US involvement in Kosovo in universally supported; it is the most pro-American country in the world. Earlier in his term, President Donald Trump sought to end the crises. Now, he has done anything but solve it. Richard Grenell, a Trump administration diplomat, wanted a “quick foreign policy win.” Unfortunately, this situation cannot be solved overnight.
It seems that the approach is dependent on one overruling factor. The response reflects each government’s differing sense of whether the ethnic Albanians (now Kosovans) were primarily the victims of the Serbs in the war over a decade ago.
In July 2020, the European Parliament issued a resolution, calling on all members to recognise the country. As seen in the past, these resolutions rarely do anything. In 2019, the European Parliament expressed concern at the growing number of attacks on LGBT people in Poland. In 2020, the incumbent president was re-elected, marking the start of an ever-intensifying campaign against LGBTQ+ people.
The European Parliament also called on all its member states to allow visa-free travel to their countries despite recognising the country or not. According to the Passport Index, Kosovo’s citizens have one of the least powerful passports in the world, with visa-free or visa on arrival travel to only 42 countries. In comparison, with the United Kingdom’s passport, one can travel to 120.
Kosovo is still not a United Nations member. Since it cannot be considered a State, it does not fulfil the basic requirement for membership set out by the UNESCO Constitution. It can’t sit in on discussions on its own country, or guide talks on a deal.
The conflict even worked its’ way into the world of football. In 2018, Swiss players Xherdan Shaqiri and Granit Xhaka, made an eagle shape after celebrating a goal against Serbia. The symbol is commonly associated with Albanian nationalists. The pair, with Kosovar-Albanian roots, simply declared that “We are footballers, not politicians.”
In 2018, Kosovo imposed a 100% tariff on goods entering the country from Serbia. Although this is now removed, it was a failed attempt to put pressure on a heightening situation.
The independence of Kosovo is also a geographical problem. Both presidents have discussed border areas, territorial swaps and swapping boundaries. But this just creates a large issue of what distinguishes Kosovo.
In 1389, at the Battle of Kosovo, the Serbs had a catastrophic defeat at the hands of the Ottoman Turks. This became memorialised and part of the national folklore. It is used as a symbol of “national struggle.” This struggle is very much Serbia continuing to hold onto Kosovo.
The division is engrained into Kosovo. The New Bridge in Mitrovica symbolises the segregation between Serbs and Albanians. The bridge has a strong, NATO presence and each side has its own mayor.

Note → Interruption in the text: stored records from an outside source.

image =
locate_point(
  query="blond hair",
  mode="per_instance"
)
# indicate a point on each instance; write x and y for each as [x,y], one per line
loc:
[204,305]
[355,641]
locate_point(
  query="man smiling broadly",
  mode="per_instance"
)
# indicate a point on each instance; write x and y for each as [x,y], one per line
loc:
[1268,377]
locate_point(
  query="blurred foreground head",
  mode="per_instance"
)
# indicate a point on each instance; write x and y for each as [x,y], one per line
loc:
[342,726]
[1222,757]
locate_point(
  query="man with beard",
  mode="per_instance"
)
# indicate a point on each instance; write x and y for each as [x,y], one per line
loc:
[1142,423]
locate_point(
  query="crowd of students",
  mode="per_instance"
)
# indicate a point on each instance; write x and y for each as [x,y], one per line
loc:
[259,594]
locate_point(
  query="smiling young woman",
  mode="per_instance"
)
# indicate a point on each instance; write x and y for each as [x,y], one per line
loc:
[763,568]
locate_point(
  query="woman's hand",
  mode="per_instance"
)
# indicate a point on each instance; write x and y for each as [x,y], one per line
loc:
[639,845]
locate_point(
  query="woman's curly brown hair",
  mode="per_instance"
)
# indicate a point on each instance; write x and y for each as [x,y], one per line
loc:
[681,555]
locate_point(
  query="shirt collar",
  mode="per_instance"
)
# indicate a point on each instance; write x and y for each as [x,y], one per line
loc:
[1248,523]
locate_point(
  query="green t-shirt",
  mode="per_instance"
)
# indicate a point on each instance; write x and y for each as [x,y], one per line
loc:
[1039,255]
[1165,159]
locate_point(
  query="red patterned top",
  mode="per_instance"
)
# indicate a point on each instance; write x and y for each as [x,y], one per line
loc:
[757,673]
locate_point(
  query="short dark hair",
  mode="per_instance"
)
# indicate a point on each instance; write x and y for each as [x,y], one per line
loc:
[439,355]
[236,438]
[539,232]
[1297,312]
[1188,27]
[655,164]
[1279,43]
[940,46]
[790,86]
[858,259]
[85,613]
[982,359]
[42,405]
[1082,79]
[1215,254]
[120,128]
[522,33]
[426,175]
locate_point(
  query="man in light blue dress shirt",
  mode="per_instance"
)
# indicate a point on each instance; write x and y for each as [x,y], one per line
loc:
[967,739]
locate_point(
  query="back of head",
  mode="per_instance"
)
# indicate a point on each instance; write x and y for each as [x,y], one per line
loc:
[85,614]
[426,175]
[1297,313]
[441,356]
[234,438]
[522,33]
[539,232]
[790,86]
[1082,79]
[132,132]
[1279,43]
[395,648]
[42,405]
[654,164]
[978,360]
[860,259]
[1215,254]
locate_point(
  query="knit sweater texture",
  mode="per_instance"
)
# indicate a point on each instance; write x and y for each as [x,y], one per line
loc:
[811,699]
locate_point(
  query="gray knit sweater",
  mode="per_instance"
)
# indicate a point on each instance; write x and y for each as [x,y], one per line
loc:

Arguably, all the people of Serbia should have been allowed to vote on the issue of independence. This situation sets a dangerous precedent for other parts of the world. However, the argument of who owns Kosovo creates a similar problem for a referendum.
Kosovo was an independent country at its foundation. Now, it is being rejected that opportunity to leave.
The independence movement in Kosovo raises question over who has the rights to own a state. This situation may seem miles away but closer to home, Scotland has frequently raised the idea of independence. The parliament in Westminster, the central power, could deny this right for a second referendum. Scotland, potentially, has the ability to hold this referendum without consent.
Some Serbs entitle Kosovo as “their Jerusalem,” the heart of Serbia. This comparison encapsulates the stark reality of this nightmare: Serbia values Kosovo and isn’t prepared to give it up.
Once Serbia tried to ethnically cleanse Kosovo of all Albanian Muslims, it effectively lost all political and moral legitimacy. Kosovo doesn’t want anything to do with Serbia, but this has to change.
Kosovo and Serbia have been facing mounting pressure from the West to reopen negotiations after a series of failed negotiations. Talks resumed via video conference in July, marking a resumption of negotiations between the two countries.
However strong Kosovo is tied to Serbia, togetherness is required in an ever most heightening situation. Their governments and peoples will have to work together and bury their bloody past.